Other scientists remain more skeptical on seal origins. Some taxonomists can't even decide what order in which to place pinnipeds, a group of animals that encompasses both eared seal and true (or earless) seal families, the latter of which includes harp seals. Some want to place pinnipeds under their own order Pinnipedia, while others claim pinnipeds do not merit a separate order and should be a suborder under order Carnivora, which includes dogs, cats, and bears.

Similar arguments play out over seal origins. Some scientists suggest the two families, eared seals and true seals, evolved from different land-based ancestors who took to the sea millions of years ago to take advantage of the food-rich waters (and, perhaps, to avoid predators). These scientists say the former family likely evolved from a bear-like or dog-like ancestor in the North Pacific, while the latter family (which includes harps) descended from an otter-like carnivore in the North Atlantic. And then there is the small group of scientists that believe all pinnipeds may have evolved from a common, bear-like ancestor more than 25 million years ago.

Who to believe? Who knows.

I personally like the mythological origin of seals that Marianne Riedman spells out in her 1990 book, Pinnipeds: Seals, Sea Lions, and Walruses:

…How seals evolved has always been perfectly clear to the Inuit Eskimos. The story they tell of the creation of seals revolves around Nuliajuk…. also known as Sedna the Eskimo girl. The Netsilik Eskimos worshipped Nuliajuk as their most powerful spirit—the mother of all the animals and the mistress of the sea and land. As one version of the story goes, Sedna and her father were at sea when some seabirds whom they had offended created a terrible storm. The father panicked and flung his daughter overboard as an offering to the birds. As Sedna clung to the edge of the boat, her father cut off her fingers, which, falling into the ocean, were transformed into seals and whales. Ever since, Sedna, or the spirit Nuliajuk, has controlled the weather and the seals, taking the animals away from the hunters when she is angry.

I like to think that Sedna is foot-stompingly mad right now. Mad about how many seals are killed in Canada, mad about how they are killed, and mad that the very animals she created are treated with such selfish contempt by commercial hunters. Perhaps she will take the animals away from sealers this year.

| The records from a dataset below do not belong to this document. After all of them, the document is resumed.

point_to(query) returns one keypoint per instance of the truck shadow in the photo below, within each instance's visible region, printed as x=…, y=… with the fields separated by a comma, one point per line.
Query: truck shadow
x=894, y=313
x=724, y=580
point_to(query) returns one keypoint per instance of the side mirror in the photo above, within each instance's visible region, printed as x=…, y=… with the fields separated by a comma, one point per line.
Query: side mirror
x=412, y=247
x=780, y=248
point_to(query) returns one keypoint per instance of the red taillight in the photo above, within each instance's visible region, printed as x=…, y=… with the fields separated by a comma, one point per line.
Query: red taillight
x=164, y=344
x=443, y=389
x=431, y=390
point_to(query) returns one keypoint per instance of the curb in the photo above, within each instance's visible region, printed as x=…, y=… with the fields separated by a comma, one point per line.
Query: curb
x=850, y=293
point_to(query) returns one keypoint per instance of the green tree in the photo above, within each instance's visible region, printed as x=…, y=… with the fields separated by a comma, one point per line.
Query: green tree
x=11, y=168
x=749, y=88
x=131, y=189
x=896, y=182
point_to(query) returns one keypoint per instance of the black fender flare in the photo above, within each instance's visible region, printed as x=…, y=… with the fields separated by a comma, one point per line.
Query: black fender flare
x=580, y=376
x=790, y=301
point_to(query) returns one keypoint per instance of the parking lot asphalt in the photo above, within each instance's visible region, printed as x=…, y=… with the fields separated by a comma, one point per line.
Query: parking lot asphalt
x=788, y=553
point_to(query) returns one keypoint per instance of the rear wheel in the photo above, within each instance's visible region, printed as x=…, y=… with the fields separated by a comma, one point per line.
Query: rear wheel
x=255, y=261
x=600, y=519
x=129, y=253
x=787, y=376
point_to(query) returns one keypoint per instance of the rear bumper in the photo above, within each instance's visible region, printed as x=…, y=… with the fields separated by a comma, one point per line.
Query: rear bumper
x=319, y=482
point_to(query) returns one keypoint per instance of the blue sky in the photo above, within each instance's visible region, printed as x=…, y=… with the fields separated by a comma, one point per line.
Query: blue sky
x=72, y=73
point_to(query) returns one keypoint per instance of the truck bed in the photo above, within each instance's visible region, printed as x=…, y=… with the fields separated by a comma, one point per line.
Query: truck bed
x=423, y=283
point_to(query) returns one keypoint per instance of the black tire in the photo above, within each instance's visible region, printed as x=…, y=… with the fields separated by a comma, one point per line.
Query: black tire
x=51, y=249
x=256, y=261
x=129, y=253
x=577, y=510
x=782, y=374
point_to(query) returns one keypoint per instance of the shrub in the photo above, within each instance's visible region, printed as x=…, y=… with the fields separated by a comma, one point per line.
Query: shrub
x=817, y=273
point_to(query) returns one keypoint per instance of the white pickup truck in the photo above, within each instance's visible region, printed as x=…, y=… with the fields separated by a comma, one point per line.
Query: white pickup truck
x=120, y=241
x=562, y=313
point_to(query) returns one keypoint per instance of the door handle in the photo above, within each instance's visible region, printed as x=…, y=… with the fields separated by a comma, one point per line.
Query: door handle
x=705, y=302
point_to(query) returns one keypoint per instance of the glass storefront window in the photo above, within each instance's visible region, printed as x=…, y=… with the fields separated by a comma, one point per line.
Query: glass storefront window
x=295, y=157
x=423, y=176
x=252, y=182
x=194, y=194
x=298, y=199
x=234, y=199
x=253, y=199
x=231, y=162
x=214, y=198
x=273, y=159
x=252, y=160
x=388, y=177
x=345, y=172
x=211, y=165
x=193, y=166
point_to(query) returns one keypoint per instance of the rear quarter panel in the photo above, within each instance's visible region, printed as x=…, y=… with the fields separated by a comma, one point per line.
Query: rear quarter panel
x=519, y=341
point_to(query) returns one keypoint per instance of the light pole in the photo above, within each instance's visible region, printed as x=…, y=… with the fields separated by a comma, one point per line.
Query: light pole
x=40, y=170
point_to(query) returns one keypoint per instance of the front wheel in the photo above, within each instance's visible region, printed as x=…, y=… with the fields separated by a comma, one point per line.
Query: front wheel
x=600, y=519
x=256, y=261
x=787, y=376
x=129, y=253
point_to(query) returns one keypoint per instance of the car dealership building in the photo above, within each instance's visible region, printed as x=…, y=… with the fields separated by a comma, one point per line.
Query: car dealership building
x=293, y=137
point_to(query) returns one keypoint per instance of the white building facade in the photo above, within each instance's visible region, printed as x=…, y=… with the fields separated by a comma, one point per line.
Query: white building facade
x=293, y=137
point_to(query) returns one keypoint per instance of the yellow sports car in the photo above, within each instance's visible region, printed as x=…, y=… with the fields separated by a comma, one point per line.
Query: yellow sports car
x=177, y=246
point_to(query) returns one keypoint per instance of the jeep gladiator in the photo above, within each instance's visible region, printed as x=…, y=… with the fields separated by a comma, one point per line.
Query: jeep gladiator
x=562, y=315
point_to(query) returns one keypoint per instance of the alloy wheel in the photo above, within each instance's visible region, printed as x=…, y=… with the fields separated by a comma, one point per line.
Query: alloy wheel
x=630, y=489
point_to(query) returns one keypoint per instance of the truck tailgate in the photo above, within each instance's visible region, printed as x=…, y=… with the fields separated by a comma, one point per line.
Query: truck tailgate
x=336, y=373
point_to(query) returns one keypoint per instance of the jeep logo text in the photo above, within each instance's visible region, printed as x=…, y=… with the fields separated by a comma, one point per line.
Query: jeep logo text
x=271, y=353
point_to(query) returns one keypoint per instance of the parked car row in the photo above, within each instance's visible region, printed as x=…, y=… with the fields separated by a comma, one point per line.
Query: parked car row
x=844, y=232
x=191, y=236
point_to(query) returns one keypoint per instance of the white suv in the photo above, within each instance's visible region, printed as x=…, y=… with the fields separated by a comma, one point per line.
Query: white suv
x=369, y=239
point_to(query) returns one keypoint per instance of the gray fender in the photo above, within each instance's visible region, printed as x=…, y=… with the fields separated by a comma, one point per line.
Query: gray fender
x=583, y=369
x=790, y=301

Tim Carman is the managing editor of hsus.org.

Back to top

March 29: The Thick, Deadening Sound of the Seal Hunt


(photo: HSUS)

By Tim Carman

THE GULF OF ST. LAWRENCE, Tuesday, March 29—Many have seen the graphic footage of hunters whacking young harp seals, but few have stood on an ice floe in the Gulf, ankle-deep in slush, ice, and water, and actually heard the sound of a hakapik striking a pup's skull.


It's the most deadening sound you'll ever hear—and one we heard repeatedly today on an icy stretch of water about 20 miles southeast of the Madgalen Islands, where dozens of boats dropped ramps to begin a slaughter that will account for more than 300,000 dead baby seals before it's all over.

The HSUS Seal Watch team flew into the prime hunting zone at around 7:30 this morning, Eastern time. Hunters had already been in full swing for more than two hours, and the evidence lay there in large, red pools and crimson streaks as our helicopters buzzed over ice floe after ice floe. Every boat anchored near a pan had a massive, semi-circle of flesh and blood on either its port or starboard side. From the air it looked as though the ships had just given birth.

Their crew members, of course, had done just the opposite. And they did their grisly jobs with startling swiftness, if not efficiency.

Our videographers, photographers, and observers moved into position near a wide channel of water where several small ice cakes floated between larger pans, every cake sprinkled with silvery, pepper-flaked seals doing what they do best: quietly sleeping together. It was a miserable day to document carnage. Although the air temperature hovered in the relatively balmy 40-degree Fahrenheit area, the winds blew at more than 30 mph. Even worse, a light rain converted into a driving sleet within an hour of our arrival on the ice.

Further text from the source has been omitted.